因评测前需要微调模型，所以需要生成训练/评测数据集。使用mindformers/tools/dataset_preprocess/gpt2/txtcls_dataset_to_mindrecord.py对下载后的数据进行预处理，并生成Mindrecord数据。

python txtcls_dataset_to_mindrecord.py --dataset_name 'sst_2' \
                                 --input_file {your_path/train.tsv} \
                                 --output_file {your_path/dataset_name.train.mindrecord}

python txtcls_dataset_to_mindrecord.py --dataset_name {the same as above}
                                 --input_file {your_path/dev.tsv} \
                                 --output_file {your_path/dataset_name.dev.mindrecord}

模型权重下载

MindFormers提供已经转换完成的预训练权重、词表文件用于预训练、微调和推理，用户也可以下载HuggingFace官方权重经过模型权重转换后进行使用。

模型名称	MindSpore 权重	HuggingFace 权重
gpt2_small	Link	Link
gpt2_small_lora	Link	\
gpt2_13b	Link	Link
gpt2_xl	Link	Link
gpt2_xl_lora	Link	\

注：13b的权重需要将上述链接下的pytorch_model-00001-of-00002.bin、pytorch_model-00002-of-00002.bin、pytorch_model.bin.index.json 、config.json下载并存到一个文件夹torch_weights中，然后使用如下命令将Huggingface的权重进行合并
from transformers import AutoModelForCausalLM
model = AutoModelForCausalLM.from_pretrained("torch_weights")
model.save_pretrained("gpt_13b.bin", max_shard_size="60GB")

模型权重转换

执行mindformers/models/gpt2/convert_weight.py转换脚本，将HuggingFace的权重转换为完整的ckpt权重。

python convert_weight.py \
    --layers LAYERS\
    --torch_path TORCH_PATH \
    --mindspore_path MINDSPORE_PATH

    # 参数说明
    layers:          模型层数
    torch_path:      下载HuggingFace权重的文件路径
    mindspore_path:  转换后的MindSpore权重文件保存路径

预训练

MindFormers提供gpt2-small的预训练示例，数据集可以参考数据集下载获得。

单机训练

执行msrun启动脚本，进行8卡分布式训练。各个参数位置含义参见msrun快速启动。

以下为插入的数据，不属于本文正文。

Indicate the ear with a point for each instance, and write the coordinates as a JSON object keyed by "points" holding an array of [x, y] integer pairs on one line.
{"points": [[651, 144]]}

# dataset_dir可指定文件目录或文件路径，
# 指定文件路径时，读取单文件，
# 指定目录时，读取目录下所有以字符串mindrecord结尾的数据文件
bash scripts/msrun_launcher.sh "root/mindformers/run_mindformer.py \
  --run_mode train \
  --train_dataset_dir path/to/wikitext-2.train.mindrecord \
  --config configs/gpt2/pretrain_gpt2_small_fp16.yaml \
  --use_parallel True" 8

注：命令中的卡数须等于data_parallel*model_parallel*pipeline_stage

微调

MindFormers提供gpt2-small的微调示例，数据集可以参考数据集下载获得。

全参微调

当前模型已支持使用Flash Attention算法进行全参微调，请参考 Flash Attention使用文档

单机训练

执行msrun启动脚本，进行8卡分布式训练。各个参数位置含义参见msrun快速启动。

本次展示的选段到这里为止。